For NTPC the positive should also accrue from the fact that availability of its critical power plants (Sipat and Korba) has recovered after heavy monsoons this year. Plant availability factor (PAF) stood at 100 per cent for Talcher Stage-II and at 50 per cent for Talcher Stage-I in the month of February, suggests Motilal Oswal Financial Services data. NTPC, which had continued seeing concerns on PAF of critical plants as well as under recoveries, however is seeing improved fundamentals.

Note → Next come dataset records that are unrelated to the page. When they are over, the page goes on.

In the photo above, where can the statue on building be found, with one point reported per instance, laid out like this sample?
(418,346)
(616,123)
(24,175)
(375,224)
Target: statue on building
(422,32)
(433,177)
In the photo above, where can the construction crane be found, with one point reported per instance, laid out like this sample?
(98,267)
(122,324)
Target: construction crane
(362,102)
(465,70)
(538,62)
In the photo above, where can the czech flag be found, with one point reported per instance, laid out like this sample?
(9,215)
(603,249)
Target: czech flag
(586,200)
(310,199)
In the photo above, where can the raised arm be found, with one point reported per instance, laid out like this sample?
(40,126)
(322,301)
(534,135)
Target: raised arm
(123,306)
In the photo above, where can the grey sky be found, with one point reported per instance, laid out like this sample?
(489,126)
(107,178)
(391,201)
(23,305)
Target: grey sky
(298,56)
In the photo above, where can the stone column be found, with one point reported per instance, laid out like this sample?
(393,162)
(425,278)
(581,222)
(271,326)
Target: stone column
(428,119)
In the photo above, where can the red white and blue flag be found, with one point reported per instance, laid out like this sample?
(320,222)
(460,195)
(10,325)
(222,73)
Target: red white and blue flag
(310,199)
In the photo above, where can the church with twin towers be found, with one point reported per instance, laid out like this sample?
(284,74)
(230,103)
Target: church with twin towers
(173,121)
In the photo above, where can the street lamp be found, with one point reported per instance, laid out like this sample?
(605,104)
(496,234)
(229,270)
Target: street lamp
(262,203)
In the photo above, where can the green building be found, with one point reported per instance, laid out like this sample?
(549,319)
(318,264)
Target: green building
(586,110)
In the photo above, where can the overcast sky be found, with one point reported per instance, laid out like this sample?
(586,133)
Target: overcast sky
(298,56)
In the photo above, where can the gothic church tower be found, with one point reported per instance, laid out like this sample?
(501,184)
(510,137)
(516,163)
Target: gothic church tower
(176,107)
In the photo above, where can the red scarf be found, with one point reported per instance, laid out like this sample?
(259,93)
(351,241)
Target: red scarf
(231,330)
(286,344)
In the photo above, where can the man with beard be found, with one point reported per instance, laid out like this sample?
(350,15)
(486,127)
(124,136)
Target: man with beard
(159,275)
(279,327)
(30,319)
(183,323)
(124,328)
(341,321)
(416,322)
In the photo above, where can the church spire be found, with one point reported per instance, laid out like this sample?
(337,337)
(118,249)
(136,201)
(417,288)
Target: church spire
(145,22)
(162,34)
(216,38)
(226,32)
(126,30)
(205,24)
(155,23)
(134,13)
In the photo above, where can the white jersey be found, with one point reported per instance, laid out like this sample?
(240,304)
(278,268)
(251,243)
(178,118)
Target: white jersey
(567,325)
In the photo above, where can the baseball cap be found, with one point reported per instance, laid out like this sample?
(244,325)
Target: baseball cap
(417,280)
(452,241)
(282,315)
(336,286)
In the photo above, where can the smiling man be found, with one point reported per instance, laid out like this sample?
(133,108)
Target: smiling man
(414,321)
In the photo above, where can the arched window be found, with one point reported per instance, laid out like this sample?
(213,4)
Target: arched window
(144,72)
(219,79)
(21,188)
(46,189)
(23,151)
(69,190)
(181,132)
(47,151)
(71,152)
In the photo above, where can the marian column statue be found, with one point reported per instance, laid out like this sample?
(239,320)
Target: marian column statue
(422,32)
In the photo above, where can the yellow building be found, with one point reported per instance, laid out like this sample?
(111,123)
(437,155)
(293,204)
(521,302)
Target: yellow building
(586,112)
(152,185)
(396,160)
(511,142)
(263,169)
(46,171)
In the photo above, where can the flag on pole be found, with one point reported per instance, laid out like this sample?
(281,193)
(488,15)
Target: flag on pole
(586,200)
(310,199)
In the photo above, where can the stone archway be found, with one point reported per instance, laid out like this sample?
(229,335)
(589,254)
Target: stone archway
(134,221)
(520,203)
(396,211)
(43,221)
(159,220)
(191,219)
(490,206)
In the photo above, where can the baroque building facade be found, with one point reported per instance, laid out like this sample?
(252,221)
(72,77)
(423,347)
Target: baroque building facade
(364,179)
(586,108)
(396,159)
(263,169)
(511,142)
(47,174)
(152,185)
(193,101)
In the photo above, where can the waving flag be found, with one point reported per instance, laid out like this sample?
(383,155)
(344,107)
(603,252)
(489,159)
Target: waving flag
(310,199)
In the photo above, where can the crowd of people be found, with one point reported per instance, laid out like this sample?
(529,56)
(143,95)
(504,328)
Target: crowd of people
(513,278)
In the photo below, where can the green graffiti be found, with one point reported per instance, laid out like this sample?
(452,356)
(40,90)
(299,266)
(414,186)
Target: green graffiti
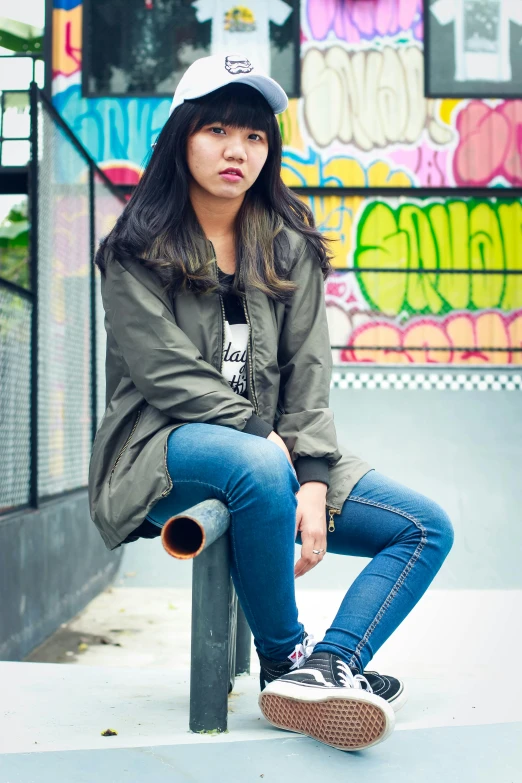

The improved coal supplies further bode well. Coal stocks at power plants across the country have increased led by ramp-up in Coal India’s production, which had grown 14 per cent year-on-year in February. Not surprising the conventional electricity generation in the country had increased 10.4 per cent year-on-year in February’20 providing encouragement. It also marks the second straight month of demand uptick after four consecutive months of decline, say analysts. While the trend needs be watched, prospects for NTPC too have certainly improved. Analysts have also been expecting fixed cost under recoveries in second half to reduce to Rs 200 crore compared to Rs 450 crore in first half.

However, analysts say that Power Grid may still be better placed compared to NTPC even though both see limited impact of Covid-19. Power Grid has the highest level of insulation as operational risk is lowest. Power Grid too had seen concerns on decline in consolidated capex and capitalisation play out, however these issues are behind now. While delays in Rs 9,000 crore Raigarh-Pugalur line capitalisation in FY20 (35-40 per cent of FY20 planned capitalisation) may lead to some earnings miss in FY20, analysts at Jefferies feel that FY21 should be largely unaffected. Overall, Power Grid is currently executing projects worth Rs 61,000 crore (Rs 48,000 crore is ongoing with regulated tariffs and Rs 13,000 crore is tariff-based competitive bidding) and analysts say that this gives enough visibility for Rs 12,000-15,000 crore annual capitalisation for the next 2-3 years.

Apart from these, both Power Grid and NTPC provide a high 6-7 per cent dividend yield which is an added positive.